The maintainer, [yikuan8](https://aimodels.fyi/creators/huggingFace/yikuan8), also provides a similar model called [Clinical-BigBIrd](https://huggingface.co/yikuan8/Clinical-BigBird) that is optimized for long clinical text. Compared to `Clinical-Longformer`, the `Clinical-BigBIrd` model uses the BigBird attention mechanism which is more efficient for processing long sequences.

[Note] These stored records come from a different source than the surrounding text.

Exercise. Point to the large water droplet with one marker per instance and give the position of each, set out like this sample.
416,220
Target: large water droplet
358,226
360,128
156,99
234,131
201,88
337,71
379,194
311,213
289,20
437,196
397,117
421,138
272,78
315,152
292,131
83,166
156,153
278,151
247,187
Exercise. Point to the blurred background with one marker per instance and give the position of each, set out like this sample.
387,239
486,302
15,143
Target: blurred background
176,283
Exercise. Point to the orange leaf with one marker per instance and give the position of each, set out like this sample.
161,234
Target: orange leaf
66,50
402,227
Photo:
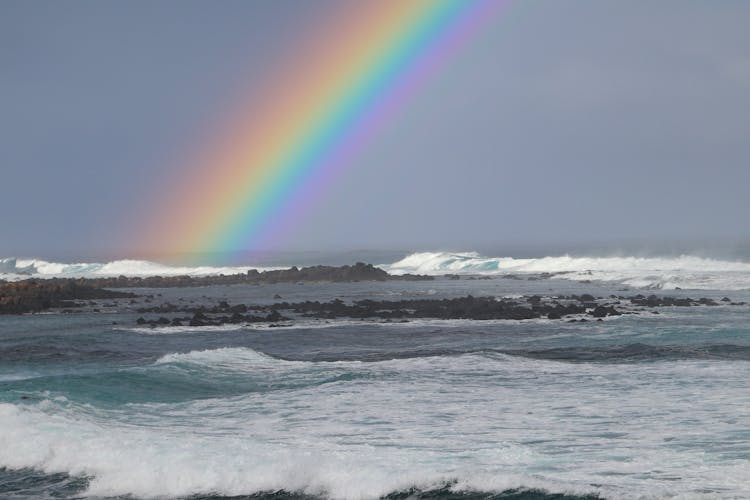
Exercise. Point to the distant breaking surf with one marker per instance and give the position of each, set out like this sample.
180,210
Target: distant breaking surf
668,273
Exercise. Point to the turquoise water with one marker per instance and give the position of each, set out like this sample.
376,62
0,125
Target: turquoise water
647,405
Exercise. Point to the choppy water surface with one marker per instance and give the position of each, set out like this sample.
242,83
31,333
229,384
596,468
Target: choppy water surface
642,405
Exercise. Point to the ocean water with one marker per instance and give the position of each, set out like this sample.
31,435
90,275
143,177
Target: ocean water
636,406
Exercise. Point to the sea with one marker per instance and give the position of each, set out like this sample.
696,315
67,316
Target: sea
647,405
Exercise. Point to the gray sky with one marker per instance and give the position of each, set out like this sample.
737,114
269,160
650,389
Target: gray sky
568,122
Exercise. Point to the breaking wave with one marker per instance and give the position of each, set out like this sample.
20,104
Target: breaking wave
685,271
15,269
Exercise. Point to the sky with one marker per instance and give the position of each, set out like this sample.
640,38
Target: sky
561,122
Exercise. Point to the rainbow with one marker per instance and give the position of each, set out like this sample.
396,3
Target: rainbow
316,113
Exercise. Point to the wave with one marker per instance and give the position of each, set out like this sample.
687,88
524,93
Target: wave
15,269
685,271
482,422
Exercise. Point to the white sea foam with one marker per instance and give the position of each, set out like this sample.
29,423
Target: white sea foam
685,271
488,421
14,269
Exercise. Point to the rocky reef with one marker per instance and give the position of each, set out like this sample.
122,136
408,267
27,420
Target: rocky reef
578,308
335,274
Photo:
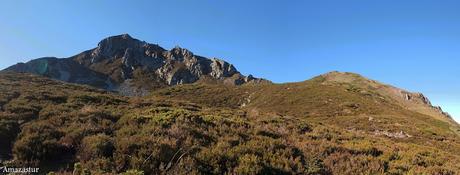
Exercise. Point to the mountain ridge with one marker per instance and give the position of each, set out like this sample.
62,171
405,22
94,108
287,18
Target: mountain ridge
125,64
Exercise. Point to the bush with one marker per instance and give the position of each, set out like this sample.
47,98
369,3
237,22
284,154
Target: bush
96,146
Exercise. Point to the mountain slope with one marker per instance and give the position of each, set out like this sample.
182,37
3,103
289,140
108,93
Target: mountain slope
132,67
65,127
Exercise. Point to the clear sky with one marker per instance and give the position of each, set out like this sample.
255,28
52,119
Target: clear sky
413,44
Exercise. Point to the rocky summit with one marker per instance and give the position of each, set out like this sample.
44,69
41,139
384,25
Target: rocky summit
201,116
133,67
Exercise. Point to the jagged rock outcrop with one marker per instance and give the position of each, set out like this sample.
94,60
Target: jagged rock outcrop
122,63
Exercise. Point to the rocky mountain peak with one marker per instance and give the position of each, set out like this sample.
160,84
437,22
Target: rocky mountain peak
128,65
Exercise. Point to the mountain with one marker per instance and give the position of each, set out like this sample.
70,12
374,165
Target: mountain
133,67
201,116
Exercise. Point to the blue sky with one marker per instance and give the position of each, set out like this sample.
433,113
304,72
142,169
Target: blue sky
413,44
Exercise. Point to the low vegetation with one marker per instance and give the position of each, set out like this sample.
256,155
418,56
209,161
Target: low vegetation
206,129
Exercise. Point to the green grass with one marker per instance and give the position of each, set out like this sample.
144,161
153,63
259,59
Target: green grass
298,128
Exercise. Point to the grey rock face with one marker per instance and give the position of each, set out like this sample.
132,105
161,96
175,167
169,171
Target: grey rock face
122,62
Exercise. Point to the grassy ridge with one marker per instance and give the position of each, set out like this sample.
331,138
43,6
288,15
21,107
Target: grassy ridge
301,128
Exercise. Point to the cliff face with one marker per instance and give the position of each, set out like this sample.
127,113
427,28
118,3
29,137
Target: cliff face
133,67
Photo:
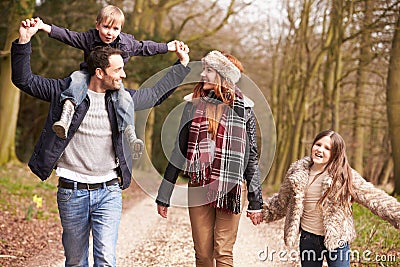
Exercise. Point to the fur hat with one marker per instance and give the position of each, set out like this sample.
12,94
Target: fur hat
222,65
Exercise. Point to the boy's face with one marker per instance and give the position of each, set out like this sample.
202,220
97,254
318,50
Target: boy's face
108,31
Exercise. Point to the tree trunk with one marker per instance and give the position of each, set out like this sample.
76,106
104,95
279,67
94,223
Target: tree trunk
393,105
9,94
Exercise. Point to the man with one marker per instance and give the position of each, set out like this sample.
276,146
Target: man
90,162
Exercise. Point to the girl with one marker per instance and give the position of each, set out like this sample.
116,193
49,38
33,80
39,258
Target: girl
316,197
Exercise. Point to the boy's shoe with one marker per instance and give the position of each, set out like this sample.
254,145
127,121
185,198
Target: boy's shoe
136,145
61,127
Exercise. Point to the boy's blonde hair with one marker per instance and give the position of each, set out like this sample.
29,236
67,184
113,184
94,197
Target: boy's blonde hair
111,14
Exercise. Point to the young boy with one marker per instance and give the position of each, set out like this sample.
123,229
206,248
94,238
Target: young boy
109,23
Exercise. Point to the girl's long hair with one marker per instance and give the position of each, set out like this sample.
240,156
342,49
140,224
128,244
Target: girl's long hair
338,167
223,90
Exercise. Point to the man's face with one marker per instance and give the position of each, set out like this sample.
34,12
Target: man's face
115,73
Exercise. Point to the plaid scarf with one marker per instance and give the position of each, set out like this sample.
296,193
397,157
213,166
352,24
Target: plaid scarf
222,172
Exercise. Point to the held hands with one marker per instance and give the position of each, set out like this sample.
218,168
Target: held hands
162,211
182,51
255,217
27,29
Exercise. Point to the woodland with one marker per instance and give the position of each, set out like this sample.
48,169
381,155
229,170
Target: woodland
317,64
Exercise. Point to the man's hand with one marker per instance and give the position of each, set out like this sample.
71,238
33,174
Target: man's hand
162,211
43,26
182,51
255,217
27,29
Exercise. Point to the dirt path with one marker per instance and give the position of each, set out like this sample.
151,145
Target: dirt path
146,239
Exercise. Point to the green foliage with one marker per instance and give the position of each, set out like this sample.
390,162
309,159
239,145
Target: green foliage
20,191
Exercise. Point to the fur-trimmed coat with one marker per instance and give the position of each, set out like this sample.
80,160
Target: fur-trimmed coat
338,225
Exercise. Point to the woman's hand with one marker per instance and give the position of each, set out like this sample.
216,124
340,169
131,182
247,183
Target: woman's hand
255,217
182,51
162,211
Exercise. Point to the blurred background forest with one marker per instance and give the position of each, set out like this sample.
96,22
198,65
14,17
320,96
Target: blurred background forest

## Model inputs and outputs

### Inputs
- Clinical text data, such as electronic health records or medical notes, with a maximum sequence length of 4,096 tokens.

### Outputs
- Depending on the downstream task, the model can be used for a variety of text-to-text applications, including:
  - Named entity recognition (NER)
  - Question answering (QA)
  - Natural language inference (NLI)
  - Text classification

## Capabilities

The `Clinical-Longformer` model consistently outperformed the ClinicalBERT model by at least 2% on 10 different benchmark datasets covering a range of clinical NLP tasks. This demonstrates the value of further pre-training on domain-specific clinical data to improve performance on healthcare-related applications.

## What can I use it for?

The `Clinical-Longformer` model can be useful for a variety of healthcare-related NLP tasks, such as extracting medical entities from clinical notes, answering questions about patient histories, or classifying the sentiment or tone of physician communications. Organizations in the medical and pharmaceutical industries could leverage this model to automate or assist with clinical documentation, patient data analysis, and medication management.

## Things to try

One interesting aspect of the `Clinical-Longformer` model is its ability to handle longer input sequences compared to previous clinical language models. Researchers or developers could experiment with using the model for tasks that require processing of full medical records or lengthy treatment notes, rather than just focused snippets of text. Additionally, the model could be fine-tuned on specific healthcare datasets or tasks to further improve performance on domain-specific applications.